On the robustness of self-supervised representations for multi-view object classification
This addresses robustness issues in self-supervised learning for computer vision, but it is incremental as it builds on known methods to improve specific failure modes.
The paper tackles the problem of robustness in self-supervised representations for multi-view object classification, showing that these representations are more robust to viewpoint changes and encode more pertinent object information, with experiments on homographies and real-world datasets demonstrating this.

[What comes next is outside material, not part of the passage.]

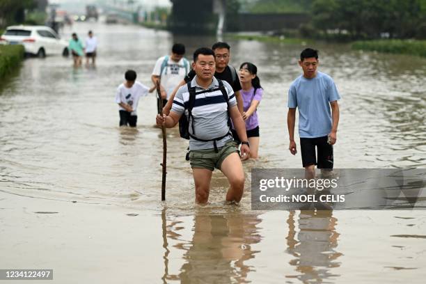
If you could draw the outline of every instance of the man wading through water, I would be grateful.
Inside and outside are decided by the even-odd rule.
[[[212,174],[215,168],[221,170],[229,181],[230,187],[226,194],[226,201],[238,203],[243,195],[244,173],[230,134],[228,113],[242,141],[242,159],[247,159],[250,154],[244,121],[237,108],[231,86],[213,76],[216,69],[213,51],[207,47],[196,50],[192,68],[196,77],[179,88],[171,111],[168,116],[157,115],[157,124],[171,128],[182,115],[189,119],[189,160],[197,203],[207,202]],[[188,85],[191,90],[188,89]],[[189,96],[190,93],[194,92],[196,100],[189,118],[187,109]],[[225,95],[228,97],[226,99]]]
[[[297,152],[294,142],[296,108],[299,108],[299,135],[302,164],[306,178],[314,178],[315,165],[323,173],[333,169],[333,145],[337,140],[340,96],[333,79],[317,71],[318,52],[310,48],[300,54],[299,65],[303,74],[292,83],[288,90],[287,123],[290,136],[289,150]],[[330,111],[331,108],[331,111]],[[315,147],[318,157],[315,156]],[[324,172],[325,170],[325,173]]]
[[[242,116],[243,113],[243,99],[241,95],[241,84],[237,74],[235,68],[229,65],[229,61],[230,59],[230,47],[226,42],[216,42],[212,47],[212,49],[214,52],[214,58],[216,62],[216,71],[214,72],[214,77],[217,79],[227,81],[232,88],[234,93],[235,94],[235,98],[237,99],[237,106],[238,110]],[[172,103],[175,94],[178,89],[184,86],[185,84],[191,81],[196,75],[194,70],[191,70],[188,73],[187,76],[185,77],[180,84],[179,86],[173,90],[173,93],[170,96],[168,103],[167,103],[163,108],[163,113],[168,114],[172,107]]]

It is known that representations from self-supervised pre-training can perform on par, and often better, on various downstream tasks than representations from fully-supervised pre-training. This has been shown in a host of settings such as generic object classification and detection, semantic segmentation, and image retrieval. However, some issues have recently come to the fore that demonstrate some of the failure modes of self-supervised representations, such as performance on non-ImageNet-like data, or complex scenes. In this paper, we show that self-supervised representations based on the instance discrimination objective lead to better representations of objects that are more robust to changes in the viewpoint and perspective of the object. We perform experiments of modern self-supervised methods against multiple supervised baselines to demonstrate this, including approximating object viewpoint variation through homographies, and real-world tests based on several multi-view datasets. We find that self-supervised representations are more robust to object viewpoint and appear to encode more pertinent information about objects that facilitate the recognition of objects from novel views.